Disco created a new generation of Black women singing stars, including Thelma Houston (who credited her star-making hit, “Don’t Leave Me This Way,” to Suzanne DePasse, who’d become head of artists and repertoire for Motown Records and thought that song, a hit for Harold Melvin and the Blue Notes, could be even more popular sung by a woman) and Gloria Gaynor (whose masterpiece, “I Will Survive,” was originally relegated to the “B”-side of her single “Substitute” until she took control of her own promotion, had test pressings of “I Will Survive” made up and gave them to DJ’s at discos until the play in discos made the song a hit). Then there was the all-time disco queen, Donna Summer, a fascinating singer whose breakthrough story isn’t told here. She was living in Munich, Germany studying to be an opera singer when she got a call from producer Giorgio Moroder, who wanted an opera-quality voice for a song he had in mind called “Love to Love You Baby.” The “song” consisted of a long series of orgasmic moans – the title was also the entirety of the lyric – and Summer took the gig because she didn’t take it seriously. She was so convinced the basic concept was stupid she made the record, got paid, and thought nobody would ever hear it and she could make a little money to pay her voice teachers. Instead the U.S. rights were picked up by Neil Bogart for his label, Casablanca Records (a name he chose because the Casablanca film had starred his namesake, Humphrey Bogart, though Neil’s birth name was actually “Bogatz”). His wife, Joyce Bogart-Trabulus, became Donna Summer’s manager and had “Love to Love You Baby” re-edited so it was 17 minutes long. Neil Bogart bought half-hour blocks of time on various radio stations and used them to play the full-length version of “Love to Love You Baby,” with the result that the radio stations who’d played it only because Bogart was forcing them to had to deal with listeners demanding that they keep playing the song even after Bogart’s time slots ended.

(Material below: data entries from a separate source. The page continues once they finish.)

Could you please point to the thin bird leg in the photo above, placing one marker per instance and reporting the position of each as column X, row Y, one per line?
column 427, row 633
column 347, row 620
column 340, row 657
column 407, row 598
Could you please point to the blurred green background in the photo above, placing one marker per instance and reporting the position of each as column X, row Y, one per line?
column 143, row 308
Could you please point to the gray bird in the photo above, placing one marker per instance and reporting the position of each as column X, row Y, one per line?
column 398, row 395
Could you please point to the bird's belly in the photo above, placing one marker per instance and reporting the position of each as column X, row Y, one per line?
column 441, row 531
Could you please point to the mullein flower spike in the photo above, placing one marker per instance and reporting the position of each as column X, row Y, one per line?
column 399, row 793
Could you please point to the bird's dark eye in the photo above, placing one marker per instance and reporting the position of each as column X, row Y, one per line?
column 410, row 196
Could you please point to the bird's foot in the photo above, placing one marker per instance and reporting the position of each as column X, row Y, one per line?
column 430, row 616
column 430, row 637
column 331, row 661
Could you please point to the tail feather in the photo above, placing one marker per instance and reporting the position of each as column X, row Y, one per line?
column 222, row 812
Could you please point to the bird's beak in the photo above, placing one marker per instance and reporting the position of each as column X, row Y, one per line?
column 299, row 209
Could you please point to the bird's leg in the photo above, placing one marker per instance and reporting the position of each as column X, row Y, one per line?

The other major talent profiled here was Sylvester, whom I remember vividly. He was actually a drag queen who got his start in the late 1960’s with a troupe called the Cockettes – I remember seeing them once, though by then he had already left – and I did see him as opening act for David Bowie during the Ziggy Stardust tour (or at least the San Francisco performance at Winterland on October 28, 1972). Between his Cockettes days and his emergence as a disco diva in the late 1970’s Sylvester’s act was basically Ike and Tina Turner – he even had three hot-pantsed drag queens as his Ikettes – and I remember attending that show in the company of several friends of mine, one of whom was visibly nervous about seeing a supposedly Gay rock star like David Bowie. I remember asking him midway through Sylvester’s third song how he liked it, and he said, “She’s O.K.” I said, “You realize that’s a guy up there?” – and his jaw dropped. The producers of this show, Grace Chapman and Louise Lockwood, were so determined to make their disco = revolution point no matter what that they showed a photo of Sylvester, in full drag, with San Francisco’s legendary Gay political leader, Harvey Milk. In fact, Milk’s favorite form of music was opera – in his early days as a super-closeted New York stockbroker before he moved to San Francisco, he and his then-partner Scott Smith had been season ticket holders at the Met – and Randy Shilts’s biography describes how many of Milk’s younger volunteers were nonplussed when he’d bring opera cassettes into his office and play them into the wee hours. Of course the show couldn’t help but mention the rise of Studio 54, the infamous New York disco built on drugs (there was an animated neon drawing of a coke spoon on the wall), quick on-premises sex and an ultra-exclusive policy in which the co-owner, Steve Rubell, decided on the spur of the moment whether or not you qualified for admittance. The show ended with the popularity of Saturday Night Fever and how both the movie and the successful soundtrack LP mainstreamed disco but also took it away from its Black and Queer roots by making the white, (presumably) straight John Travolta the icon of disco and its culture.